During the pandemic, access to food is not only a problem for the poorest, but also in many cases for people with greater resources who have traditionally been able to afford fresh products of high nutritional value and healthy diets. Among them, the at-risk population, or elderly or chronically ill people, who have to stay at home.

The pandemic has taught us that in times of crisis, it is not only essential to ensure the flow of non-perishable food, but also the linkages between consumers and producers. This facilitates access to fresh foods and healthy diets for all, as well as maintaining demand and sustaining local production, and in turn combating food loss and waste.

To date, we have witnessed the rapid implementation of initiatives to address these challenges.

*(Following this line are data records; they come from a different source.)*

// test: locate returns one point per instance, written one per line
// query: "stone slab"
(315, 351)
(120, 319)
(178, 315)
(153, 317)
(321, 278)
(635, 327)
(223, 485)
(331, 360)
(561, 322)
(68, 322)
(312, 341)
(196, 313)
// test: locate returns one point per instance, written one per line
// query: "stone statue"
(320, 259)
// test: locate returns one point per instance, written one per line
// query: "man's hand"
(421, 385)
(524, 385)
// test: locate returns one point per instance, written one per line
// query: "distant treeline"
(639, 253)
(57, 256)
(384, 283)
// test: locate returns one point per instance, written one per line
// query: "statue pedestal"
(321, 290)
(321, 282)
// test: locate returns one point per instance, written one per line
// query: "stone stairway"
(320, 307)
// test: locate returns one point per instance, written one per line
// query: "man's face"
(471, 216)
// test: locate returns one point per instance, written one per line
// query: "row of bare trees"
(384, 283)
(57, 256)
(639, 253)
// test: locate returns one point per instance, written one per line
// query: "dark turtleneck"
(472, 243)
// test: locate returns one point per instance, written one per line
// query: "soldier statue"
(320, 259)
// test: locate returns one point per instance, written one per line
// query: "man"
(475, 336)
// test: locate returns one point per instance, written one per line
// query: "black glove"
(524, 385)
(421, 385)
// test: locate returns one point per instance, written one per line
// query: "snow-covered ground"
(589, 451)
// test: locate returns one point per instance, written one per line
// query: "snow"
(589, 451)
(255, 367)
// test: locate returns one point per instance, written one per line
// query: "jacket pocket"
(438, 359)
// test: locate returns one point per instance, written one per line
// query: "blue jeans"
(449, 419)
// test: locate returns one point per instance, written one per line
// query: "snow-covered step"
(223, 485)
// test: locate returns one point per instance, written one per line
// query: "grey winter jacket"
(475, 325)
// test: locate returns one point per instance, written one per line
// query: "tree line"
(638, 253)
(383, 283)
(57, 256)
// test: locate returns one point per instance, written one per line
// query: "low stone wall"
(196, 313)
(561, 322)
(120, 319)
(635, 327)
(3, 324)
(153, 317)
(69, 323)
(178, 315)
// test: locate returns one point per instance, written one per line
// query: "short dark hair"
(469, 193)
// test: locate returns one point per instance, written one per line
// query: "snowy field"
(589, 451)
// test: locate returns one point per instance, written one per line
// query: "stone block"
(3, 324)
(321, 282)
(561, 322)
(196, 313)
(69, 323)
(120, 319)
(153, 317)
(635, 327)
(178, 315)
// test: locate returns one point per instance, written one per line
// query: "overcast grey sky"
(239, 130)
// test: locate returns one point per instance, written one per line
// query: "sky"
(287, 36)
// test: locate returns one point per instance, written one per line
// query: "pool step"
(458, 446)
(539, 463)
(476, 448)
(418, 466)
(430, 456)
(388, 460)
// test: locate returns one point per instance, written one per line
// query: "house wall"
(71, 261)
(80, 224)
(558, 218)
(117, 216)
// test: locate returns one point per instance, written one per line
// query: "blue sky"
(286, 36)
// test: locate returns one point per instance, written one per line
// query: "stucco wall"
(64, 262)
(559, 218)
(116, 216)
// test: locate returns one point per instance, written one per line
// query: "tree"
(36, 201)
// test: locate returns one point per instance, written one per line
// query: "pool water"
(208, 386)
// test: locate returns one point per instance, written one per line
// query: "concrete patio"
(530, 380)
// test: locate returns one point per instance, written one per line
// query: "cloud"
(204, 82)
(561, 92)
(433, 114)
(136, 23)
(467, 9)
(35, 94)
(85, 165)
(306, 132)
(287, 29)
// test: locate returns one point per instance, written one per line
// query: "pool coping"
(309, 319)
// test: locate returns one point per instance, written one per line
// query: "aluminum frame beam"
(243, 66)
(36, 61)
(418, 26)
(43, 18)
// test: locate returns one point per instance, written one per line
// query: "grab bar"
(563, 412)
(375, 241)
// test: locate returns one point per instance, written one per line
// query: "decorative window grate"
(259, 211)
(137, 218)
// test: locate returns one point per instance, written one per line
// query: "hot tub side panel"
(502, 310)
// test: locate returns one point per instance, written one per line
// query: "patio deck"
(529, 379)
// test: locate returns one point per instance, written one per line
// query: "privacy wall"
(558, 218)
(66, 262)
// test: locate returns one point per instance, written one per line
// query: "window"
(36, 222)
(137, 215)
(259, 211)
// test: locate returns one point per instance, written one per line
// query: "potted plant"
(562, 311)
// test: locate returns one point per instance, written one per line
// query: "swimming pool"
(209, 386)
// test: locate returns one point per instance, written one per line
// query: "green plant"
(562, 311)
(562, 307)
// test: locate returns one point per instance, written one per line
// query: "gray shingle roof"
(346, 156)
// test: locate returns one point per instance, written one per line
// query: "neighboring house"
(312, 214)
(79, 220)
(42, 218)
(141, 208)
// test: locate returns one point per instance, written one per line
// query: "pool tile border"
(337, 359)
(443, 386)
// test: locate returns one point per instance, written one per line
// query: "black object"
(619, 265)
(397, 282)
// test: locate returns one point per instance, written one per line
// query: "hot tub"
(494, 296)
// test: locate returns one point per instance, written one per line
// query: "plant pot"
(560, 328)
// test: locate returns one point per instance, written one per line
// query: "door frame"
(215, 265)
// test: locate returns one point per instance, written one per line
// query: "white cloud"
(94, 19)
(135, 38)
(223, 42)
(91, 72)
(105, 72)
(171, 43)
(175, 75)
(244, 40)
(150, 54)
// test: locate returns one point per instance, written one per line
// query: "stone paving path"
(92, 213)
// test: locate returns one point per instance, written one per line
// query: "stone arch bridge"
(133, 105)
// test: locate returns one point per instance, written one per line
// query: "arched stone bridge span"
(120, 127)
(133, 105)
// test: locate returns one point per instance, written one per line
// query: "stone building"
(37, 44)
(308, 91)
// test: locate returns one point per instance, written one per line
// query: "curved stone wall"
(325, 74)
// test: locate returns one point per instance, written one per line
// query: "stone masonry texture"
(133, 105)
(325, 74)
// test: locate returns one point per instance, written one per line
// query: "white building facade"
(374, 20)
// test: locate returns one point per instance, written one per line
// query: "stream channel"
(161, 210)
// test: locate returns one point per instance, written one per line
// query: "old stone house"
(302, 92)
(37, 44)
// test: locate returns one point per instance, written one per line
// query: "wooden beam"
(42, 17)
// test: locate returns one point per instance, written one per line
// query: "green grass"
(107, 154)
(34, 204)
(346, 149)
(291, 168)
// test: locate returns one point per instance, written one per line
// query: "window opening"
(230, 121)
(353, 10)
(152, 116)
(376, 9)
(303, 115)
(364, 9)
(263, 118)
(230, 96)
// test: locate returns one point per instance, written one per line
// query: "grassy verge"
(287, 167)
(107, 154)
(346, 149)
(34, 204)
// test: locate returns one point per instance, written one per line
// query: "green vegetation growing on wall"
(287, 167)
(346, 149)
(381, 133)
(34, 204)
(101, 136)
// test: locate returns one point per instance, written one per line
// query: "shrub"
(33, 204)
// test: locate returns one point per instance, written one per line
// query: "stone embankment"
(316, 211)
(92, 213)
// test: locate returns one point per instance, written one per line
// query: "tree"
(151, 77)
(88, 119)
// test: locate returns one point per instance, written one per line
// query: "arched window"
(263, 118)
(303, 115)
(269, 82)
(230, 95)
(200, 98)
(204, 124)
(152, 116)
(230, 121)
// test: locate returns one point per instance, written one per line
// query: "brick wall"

In Spain, the municipality of Valladolid helped to set up safe home delivery of ‘zero kilometre’ or local foods that have not travelled far after production. The Government of Oman has transformed the fish auction markets from a physical marketplace to a digital platform, where market workers upload photos of the catch and wholesalers, retailers and restaurants can view the daily offer and place their orders online.

Even before the pandemic, the South African “Second Harvest” program, led by a non-profit organization, allowed commercial farmers to donate to vulnerable people the post-harvest surplus produced directly from the farms and distributed with refrigerated vehicles, preserving their quality and nutritional value.

The 2021 Food Systems Summit, convened by the United Nations Secretary General, will be a great opportunity to rethink how to improve access to healthy diets and income for small producers, as well as reducing loss and waste.

In the face of future crises, responses cannot be improvised. We have to be prepared and incorporate a vision of prevention and risk reduction. Political measures should quickly restore market access, so that the knots in the food chain are not broken.

They must also prioritize the well-being and livelihoods of all people, especially those who live in fragile contexts. Only in this way can we mitigate the impact of the crisis, reduce food loss and waste and contribute to the realization of the adequate right to food.